An End to End Machine Learning Project (Part 1)
The DS Job Hunt Project
Part of a series solving The Data Science Job Hunt
Typically, when I develop a machine learning project for a company I try to follow a standard process. The process is not just to ensure that I am delivering a quality product, but it also forces some effective communication with my team and stakeholders. The textbooks and instructors always harp on these methods (CRISP-DM or others) and it is easy to dismiss or believe the answers on the “template” are obvious, but in the real world I have caught many BIG directional issues by slowing down in the very beginning and setting up a proper process. I have also been burned by skipping this template with urgent yet misguided requests from high level stakeholders.
The process I follow is:
1. Clarify the problem and constraints.
2. Establish Metrics for Success
3. Understand the Data Sources
4. Explore the Data
5. Preprocess the Data
6. Feature Engineering
7. Model Selection
8. Model Training
9. Model Deployment
10. Model Monitoring and Maintenance
Clarify the Problem and Constraints
This is the most important step in the process. It is crucial to understand the problem you are trying to solve and the constraints you are working within. This is the step where you will ask questions like:
- What is the business problem we are trying to solve?

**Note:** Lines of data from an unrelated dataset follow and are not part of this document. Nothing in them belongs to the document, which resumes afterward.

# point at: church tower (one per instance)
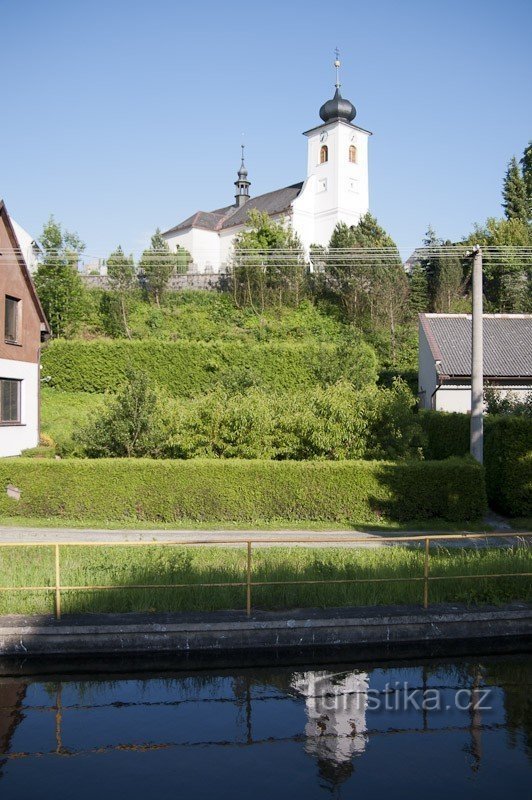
(242, 184)
(337, 187)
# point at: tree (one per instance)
(448, 279)
(429, 264)
(347, 272)
(57, 280)
(121, 278)
(516, 203)
(508, 271)
(367, 276)
(419, 289)
(443, 271)
(130, 427)
(526, 165)
(157, 264)
(268, 267)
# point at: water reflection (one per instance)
(295, 733)
(335, 705)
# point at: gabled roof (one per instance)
(507, 344)
(208, 220)
(45, 327)
(272, 203)
(276, 202)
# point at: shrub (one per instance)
(354, 492)
(336, 422)
(130, 426)
(186, 368)
(508, 460)
(507, 454)
(446, 434)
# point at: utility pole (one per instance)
(477, 362)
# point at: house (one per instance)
(29, 247)
(336, 189)
(23, 327)
(445, 358)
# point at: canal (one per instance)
(403, 729)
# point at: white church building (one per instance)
(335, 190)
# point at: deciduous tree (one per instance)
(57, 280)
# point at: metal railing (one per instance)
(58, 588)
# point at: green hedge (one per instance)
(446, 434)
(508, 460)
(244, 491)
(507, 455)
(187, 368)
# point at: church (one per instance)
(335, 190)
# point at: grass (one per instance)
(120, 566)
(63, 412)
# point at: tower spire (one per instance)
(242, 184)
(337, 64)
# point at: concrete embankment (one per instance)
(379, 630)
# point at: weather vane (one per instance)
(337, 66)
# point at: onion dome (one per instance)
(338, 108)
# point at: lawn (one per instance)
(121, 565)
(64, 412)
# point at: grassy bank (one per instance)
(121, 566)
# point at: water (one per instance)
(341, 730)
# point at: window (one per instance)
(9, 400)
(11, 326)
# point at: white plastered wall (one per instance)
(15, 438)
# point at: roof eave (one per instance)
(25, 271)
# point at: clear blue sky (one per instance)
(99, 97)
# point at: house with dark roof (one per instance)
(445, 358)
(23, 327)
(336, 189)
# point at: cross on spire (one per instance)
(337, 66)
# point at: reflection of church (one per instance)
(336, 719)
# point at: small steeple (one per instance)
(242, 184)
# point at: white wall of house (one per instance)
(457, 398)
(16, 438)
(427, 375)
(336, 190)
(203, 245)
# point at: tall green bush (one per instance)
(508, 460)
(187, 368)
(355, 492)
(507, 454)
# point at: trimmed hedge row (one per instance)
(244, 490)
(507, 455)
(508, 460)
(186, 368)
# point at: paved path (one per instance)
(348, 538)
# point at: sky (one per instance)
(120, 116)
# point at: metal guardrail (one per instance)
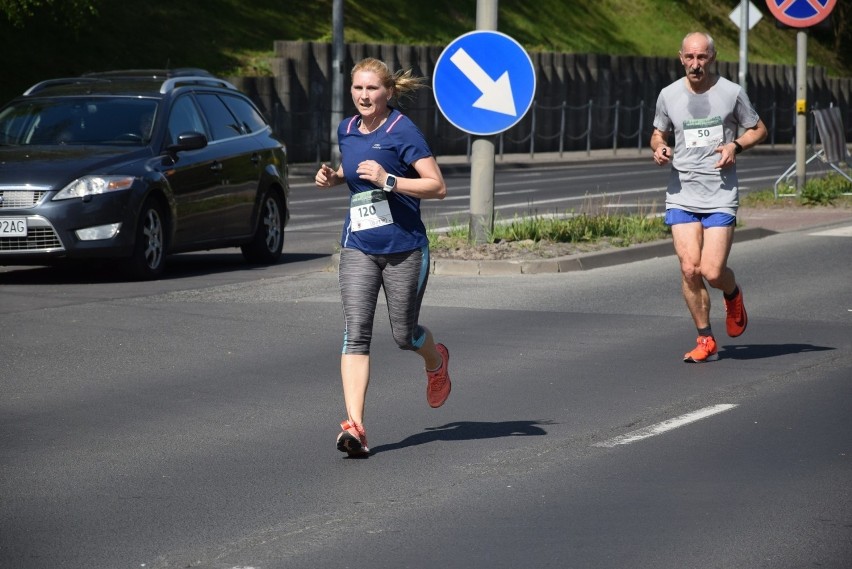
(554, 128)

- What is the value to the business of solving this problem?
- How will the rest of the business use the output of this project?

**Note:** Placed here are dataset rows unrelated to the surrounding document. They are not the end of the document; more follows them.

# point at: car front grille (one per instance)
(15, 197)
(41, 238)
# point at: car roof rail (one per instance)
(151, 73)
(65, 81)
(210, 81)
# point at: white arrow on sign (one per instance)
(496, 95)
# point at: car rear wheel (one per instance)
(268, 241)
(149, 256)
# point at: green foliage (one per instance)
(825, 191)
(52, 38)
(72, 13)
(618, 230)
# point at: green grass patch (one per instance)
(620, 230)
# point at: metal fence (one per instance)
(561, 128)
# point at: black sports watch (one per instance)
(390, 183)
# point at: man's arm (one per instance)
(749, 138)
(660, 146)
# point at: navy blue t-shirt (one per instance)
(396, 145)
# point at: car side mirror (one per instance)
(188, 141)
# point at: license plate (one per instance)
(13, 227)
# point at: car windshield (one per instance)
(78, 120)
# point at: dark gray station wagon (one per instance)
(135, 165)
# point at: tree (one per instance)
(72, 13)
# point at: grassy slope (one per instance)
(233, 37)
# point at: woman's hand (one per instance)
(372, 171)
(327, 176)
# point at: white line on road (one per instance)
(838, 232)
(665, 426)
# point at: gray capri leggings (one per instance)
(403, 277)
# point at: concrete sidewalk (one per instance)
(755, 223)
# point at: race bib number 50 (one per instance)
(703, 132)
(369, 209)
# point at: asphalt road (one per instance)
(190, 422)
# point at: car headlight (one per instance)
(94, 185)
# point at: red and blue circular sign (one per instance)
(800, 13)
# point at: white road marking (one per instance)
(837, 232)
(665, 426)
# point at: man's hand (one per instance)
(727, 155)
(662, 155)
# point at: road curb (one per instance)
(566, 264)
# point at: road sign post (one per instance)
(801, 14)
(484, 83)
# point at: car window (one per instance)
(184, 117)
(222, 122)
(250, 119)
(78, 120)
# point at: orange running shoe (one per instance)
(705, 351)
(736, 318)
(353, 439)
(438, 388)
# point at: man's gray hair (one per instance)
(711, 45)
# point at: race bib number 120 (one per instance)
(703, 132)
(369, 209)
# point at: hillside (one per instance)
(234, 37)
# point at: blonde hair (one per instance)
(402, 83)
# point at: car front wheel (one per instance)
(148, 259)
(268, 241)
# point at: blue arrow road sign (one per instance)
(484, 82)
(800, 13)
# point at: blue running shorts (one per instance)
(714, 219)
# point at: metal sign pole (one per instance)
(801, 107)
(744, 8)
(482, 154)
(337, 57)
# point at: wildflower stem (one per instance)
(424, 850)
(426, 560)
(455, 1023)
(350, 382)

- What are the constraints we are working within? “We can only use data that is publicly available”, “We need to be able to explain the model to the regulators”, or “We need to be able to update the model every month.”
- What are the risks of a bad output?
- Are there any ethical considerations?
This is also the step in the processes that benefits from a Data Scientist with plenty of real world experience and confidence inside an organization. Here are two real examples of projects I was a part of where this step was crucial:
“Can you build a model to predict the number of customers that will churn next month?”

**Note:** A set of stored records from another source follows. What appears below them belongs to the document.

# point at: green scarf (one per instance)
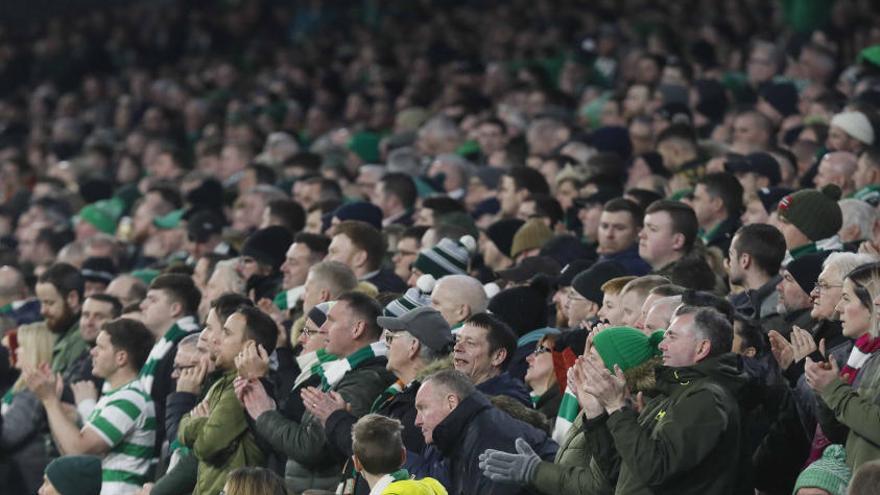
(181, 328)
(333, 371)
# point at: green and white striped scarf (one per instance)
(287, 299)
(181, 328)
(333, 371)
(568, 411)
(387, 395)
(310, 363)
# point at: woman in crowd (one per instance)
(24, 419)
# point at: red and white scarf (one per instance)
(863, 349)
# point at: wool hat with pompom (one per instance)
(448, 257)
(814, 212)
(626, 347)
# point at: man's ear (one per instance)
(678, 241)
(499, 356)
(359, 258)
(73, 301)
(359, 328)
(176, 310)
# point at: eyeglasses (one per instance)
(541, 350)
(825, 287)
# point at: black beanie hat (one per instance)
(75, 475)
(501, 234)
(99, 269)
(815, 213)
(268, 246)
(524, 308)
(781, 96)
(806, 269)
(590, 281)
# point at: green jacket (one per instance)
(568, 473)
(305, 441)
(686, 438)
(857, 407)
(222, 441)
(67, 348)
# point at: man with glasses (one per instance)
(415, 340)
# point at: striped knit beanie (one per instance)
(448, 257)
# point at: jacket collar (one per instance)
(448, 434)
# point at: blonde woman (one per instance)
(852, 394)
(24, 420)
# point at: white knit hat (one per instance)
(856, 125)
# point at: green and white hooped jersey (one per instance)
(125, 418)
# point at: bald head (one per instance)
(457, 297)
(837, 167)
(660, 314)
(12, 285)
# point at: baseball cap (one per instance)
(757, 163)
(203, 224)
(530, 267)
(424, 323)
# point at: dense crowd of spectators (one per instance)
(458, 247)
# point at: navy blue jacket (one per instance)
(629, 258)
(471, 428)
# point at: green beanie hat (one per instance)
(830, 473)
(626, 347)
(366, 146)
(815, 213)
(75, 475)
(103, 215)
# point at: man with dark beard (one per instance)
(60, 291)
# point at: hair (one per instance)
(130, 336)
(710, 325)
(684, 220)
(622, 204)
(667, 290)
(116, 306)
(865, 480)
(255, 481)
(364, 236)
(261, 328)
(547, 206)
(528, 179)
(726, 186)
(402, 186)
(365, 308)
(453, 381)
(289, 212)
(228, 303)
(377, 442)
(751, 333)
(866, 282)
(334, 276)
(615, 285)
(180, 289)
(498, 334)
(764, 243)
(643, 285)
(681, 133)
(704, 299)
(317, 244)
(441, 205)
(858, 212)
(65, 278)
(36, 343)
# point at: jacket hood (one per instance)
(424, 486)
(725, 369)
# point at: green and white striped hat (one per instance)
(448, 257)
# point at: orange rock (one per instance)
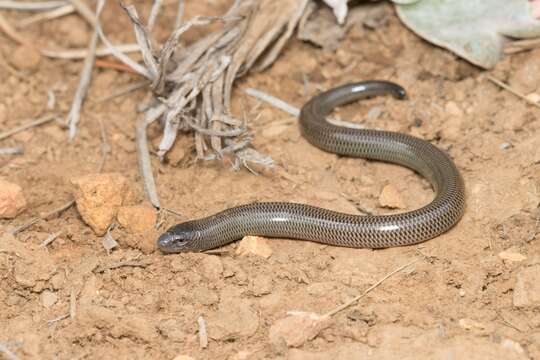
(12, 200)
(98, 198)
(139, 221)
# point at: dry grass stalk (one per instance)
(193, 84)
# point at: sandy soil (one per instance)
(459, 301)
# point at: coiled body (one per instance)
(301, 221)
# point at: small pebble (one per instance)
(25, 58)
(527, 288)
(374, 113)
(98, 198)
(391, 198)
(298, 327)
(254, 245)
(183, 357)
(469, 324)
(12, 201)
(451, 108)
(512, 345)
(48, 298)
(534, 97)
(211, 267)
(512, 255)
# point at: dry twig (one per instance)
(50, 239)
(200, 77)
(40, 121)
(17, 150)
(512, 91)
(203, 336)
(120, 264)
(30, 5)
(86, 74)
(368, 290)
(48, 15)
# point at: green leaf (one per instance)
(475, 30)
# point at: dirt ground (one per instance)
(462, 299)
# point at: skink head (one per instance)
(179, 238)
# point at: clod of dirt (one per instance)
(451, 108)
(527, 289)
(12, 200)
(254, 245)
(211, 267)
(234, 319)
(110, 323)
(48, 298)
(137, 219)
(25, 58)
(512, 345)
(297, 328)
(526, 76)
(391, 198)
(261, 285)
(512, 255)
(98, 198)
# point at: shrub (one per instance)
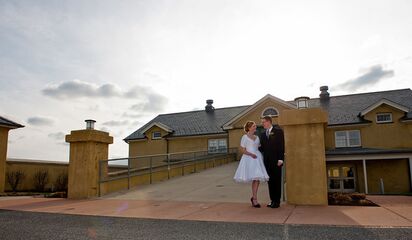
(61, 182)
(41, 177)
(14, 178)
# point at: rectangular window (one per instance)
(341, 179)
(384, 117)
(156, 135)
(347, 138)
(217, 145)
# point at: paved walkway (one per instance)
(212, 196)
(29, 225)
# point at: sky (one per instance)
(124, 62)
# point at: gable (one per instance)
(255, 111)
(384, 102)
(396, 113)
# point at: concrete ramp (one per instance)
(211, 185)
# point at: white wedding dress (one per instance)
(249, 168)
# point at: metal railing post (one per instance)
(151, 170)
(194, 161)
(100, 178)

This seemed like a fairly straightforward request, but after building a “Biz Problem” presentation we found out that the business had many interpretations of what “churn” meant. Some though it meant a customer that has cancelled their subscription, others thought it meant a customer that has not logged in for a month. This was a crucial distinction that needed to be clarified before we could proceed. Given the nature of modern corporate America, this actually turned into a ugly political issue that needed to be resolved by the CEO and took weeks to solve. It also means that we saved weeks of work by not starting on the wrong project.
“Build a clustering model to segment our customers.”
This was a major failure on my part. The request came from a high-level stakeholder that claimed to be very familiar with machine learning but also was very unavailable for questions and preferred to keep a strict political hierarchy (My direct manager also believed the request as I did). I should have asked more questions about the business problem and the constraints and forced a presentation to get started. It turned out that the stakeholder was not familiar with machine learning and was actually looking for a way to filter the customers based on their purchase history. This was a simple SQL query that could have been done in a few minutes and built into a dashboard in a day. Instead, I spent weeks collecting data and building a clustering model that wasn’t needed at the time. We did end up using the model later, but it was a rush job that could have been avoided with a nice presentation of “Problem & Constraints” before moving forward.
For The Data Science Job Hunt:
- Business Problem: Help me find a job.
- Value to the Business: I will be able to find patterns in the search process that signal success to find a _better_ job faster.
- Use of Output: I will use the output to track my job search progress and optimize my job search. These patterns might be “I get more interviews when I apply to jobs on LinkedIn” or “Following up with a recruiter increases my chances of getting an interview.”, etc.
- Constraints: I can only use publicly available data. I need to be able to explain the model to potential employers. I need to be able to update the model as I get more data.
- Risks: I could miss out on a great job because I didn’t apply. I could waste time applying to jobs that I’m not qualified for.
- Ethical Considerations: I need to make sure that I’m not discriminating against any group of people or exposing any sensitive information about a potential employer.
As this project is a little atypical, the problem statement is a more vague than usual. Typically in a problem like this, another question we ask is “Does this even need the level of effort (or a machine learning model)?” In this case, I believe it does because I want to practice my data science skills and build a portfolio of projects that I can showcase to potential employers. But in a real business setting, probably not.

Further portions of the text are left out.